Death in a Strange Country
- Author: Donna Leon
- Language: English
- Series: Guido Brunetti, #2
- Genre: crime fiction, mystery
- Publisher: HarperCollins (US) Chapmans (UK)
- Publication date: 1993
- Publication place: United States
- Media type: Print (Hardback & Paperback)
- ISBN: 9780143115885
- Preceded by: Death at La Fenice
- Followed by: The Anonymous Venetian

= Death in a Strange Country =

1993 novel by Donna Leon

Death in a Strange Country (1993) is the second novel in Donna Leon's Commissario Brunetti mysteries set in Venice and the sequel to Death at La Fenice (1992).

==Plot summary==
Early one morning Brunetti is confronted with the body of a young American serviceman fished out of a fetid Venetian canal. All clues point to a mugging, but robbery seems too convenient a motive. Then something incriminating is found in the dead man's flat, and Brunetti becomes convinced that somebody is taking great pains to provide an easy solution to the crime.
When he uncovers collusion between U.S. bases abroad and international business interests involved in toxic waste disposal, he exposes the sinister face of the military-industrial complex.
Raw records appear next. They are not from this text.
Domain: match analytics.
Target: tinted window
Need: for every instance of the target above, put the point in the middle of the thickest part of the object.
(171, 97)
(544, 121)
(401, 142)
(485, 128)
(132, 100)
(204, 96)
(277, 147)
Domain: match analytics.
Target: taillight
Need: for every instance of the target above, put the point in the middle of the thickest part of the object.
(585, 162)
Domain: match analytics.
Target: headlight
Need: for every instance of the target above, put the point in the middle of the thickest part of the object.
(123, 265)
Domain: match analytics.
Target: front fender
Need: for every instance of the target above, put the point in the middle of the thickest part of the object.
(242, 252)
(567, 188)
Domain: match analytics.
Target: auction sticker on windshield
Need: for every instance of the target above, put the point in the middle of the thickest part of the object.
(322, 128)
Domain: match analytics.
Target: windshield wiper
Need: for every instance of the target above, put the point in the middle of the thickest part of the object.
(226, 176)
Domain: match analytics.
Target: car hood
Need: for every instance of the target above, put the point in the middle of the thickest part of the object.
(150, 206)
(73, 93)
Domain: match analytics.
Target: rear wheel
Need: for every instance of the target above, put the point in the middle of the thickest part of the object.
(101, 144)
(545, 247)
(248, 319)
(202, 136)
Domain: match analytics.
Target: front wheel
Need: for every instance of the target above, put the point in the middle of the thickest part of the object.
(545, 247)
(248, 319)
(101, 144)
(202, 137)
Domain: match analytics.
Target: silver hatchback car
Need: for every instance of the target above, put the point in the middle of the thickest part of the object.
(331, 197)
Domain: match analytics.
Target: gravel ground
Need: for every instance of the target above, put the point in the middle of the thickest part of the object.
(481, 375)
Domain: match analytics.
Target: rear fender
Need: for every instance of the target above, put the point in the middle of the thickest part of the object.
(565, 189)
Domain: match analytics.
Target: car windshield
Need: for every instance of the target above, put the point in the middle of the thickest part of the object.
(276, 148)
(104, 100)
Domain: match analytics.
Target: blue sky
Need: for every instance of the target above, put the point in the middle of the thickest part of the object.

Add to this the corruption of Italian politics, and the reader sees Brunetti rendered helpless in the face of evil. Only a vengeful Sicilian mother can bring a bit of justice to the world Leon has created.

==Adaptations==
Death in a Strange Country was adapted for television in 2006 by Teamworx Produktion GmbH as Endstation Venedig, part of its Commissario Brunetti Mysteries series, starring Uwe Kockisch as Guido Brunetti.